TODAY, CA Fish and Game Commission Wildlife Resources Committee is meeting. There are two agenda items pertaining to black bear hunting in the state that need your voice. The full agenda is available HERE.
IF YOU CAN CALL INTO THE MEETING TODAY TO COMMENT, PLEASE SEE INSTRUCTIONS BELOW.
Unfortunately, we cannot give accurate times for exactly when the agenda items will be heard, so please get your emails in if you won’t have time to monitor and speak at the meetings.
The instructions on how to join the meeting will be found HERE.
I respectfully request that the California Fish and Game Commission reject the petition seeking to increase black bear hunting in California.
Rather than increasing bear hunting opportunities, the Commission should propose that there should be NO bear hunting without an updated management plan in place – particularly in light of the environmental conditions bears now face in California.
Polls find that a supermajority of Californians reject black bear recreational hunting. The Commission should listen to the majority’s point of view on this issue. We Californians value bears far beyond their use as a bearskin rug on someone’s floor.
More than a dozen peer-reviewed, published studies indicate that hunting bears does nothing to resolve conflicts. Bear hunters are out in the woods trying to find the biggest trophy.

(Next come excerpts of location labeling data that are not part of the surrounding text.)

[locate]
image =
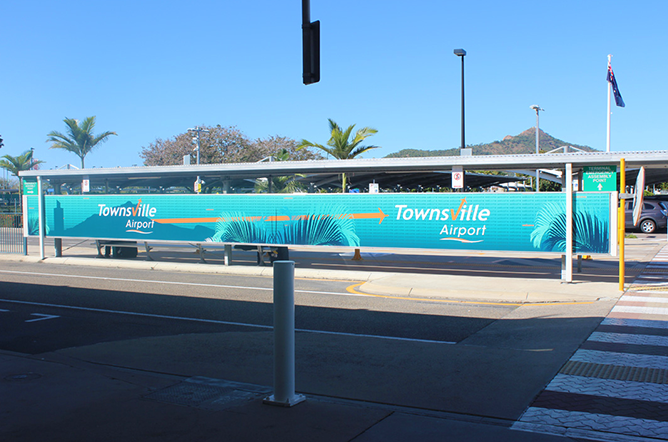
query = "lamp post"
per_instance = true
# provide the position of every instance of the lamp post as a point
(537, 109)
(196, 141)
(462, 53)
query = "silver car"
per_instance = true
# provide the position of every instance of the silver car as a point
(654, 216)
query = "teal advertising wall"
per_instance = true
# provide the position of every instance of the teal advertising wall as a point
(471, 221)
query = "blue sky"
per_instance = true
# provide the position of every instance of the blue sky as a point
(152, 69)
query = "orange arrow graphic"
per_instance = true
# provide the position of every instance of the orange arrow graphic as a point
(380, 215)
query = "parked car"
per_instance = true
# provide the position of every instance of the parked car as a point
(654, 216)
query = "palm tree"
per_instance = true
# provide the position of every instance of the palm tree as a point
(79, 139)
(16, 164)
(341, 146)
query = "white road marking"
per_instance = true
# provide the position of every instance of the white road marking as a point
(214, 321)
(189, 284)
(43, 317)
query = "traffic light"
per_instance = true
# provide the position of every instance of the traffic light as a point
(311, 51)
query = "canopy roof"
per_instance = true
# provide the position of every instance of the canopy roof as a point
(388, 172)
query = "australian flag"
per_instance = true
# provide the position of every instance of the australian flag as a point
(615, 90)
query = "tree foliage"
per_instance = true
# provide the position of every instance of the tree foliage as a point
(219, 145)
(341, 146)
(79, 138)
(17, 164)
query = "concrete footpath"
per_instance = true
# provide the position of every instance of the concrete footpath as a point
(172, 388)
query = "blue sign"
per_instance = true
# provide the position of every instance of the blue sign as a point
(464, 221)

Public education campaigns, on the other hand, can work to alleviate human-bear conflicts.
Over 1,300 bears were killed in the 2022 hunt alone. California does not need to allow a second tag for more bears to be killed.
Please personalize to reflect your own voice. Also, do not feel like you have to say a lot. You are encouraged to call even if only to say “I support a management plan that doesn’t include hunting.”
I ask that California’s new black bear management plan consider all the benefits that black bears confer to people and to the ecosystems. Bears are of considerable ecotourism value to local communities and are important to the ecology of their habitats.
According to the National Park Service, in 2021 more than 3 million park visitors spent an estimated $437 million in local gateway regions while visiting Yosemite National Park, supporting 5,600 jobs and $603 million in economic output in local gateway economies. Many people go to Yosemite National Park primarily hoping to view and photograph black bears.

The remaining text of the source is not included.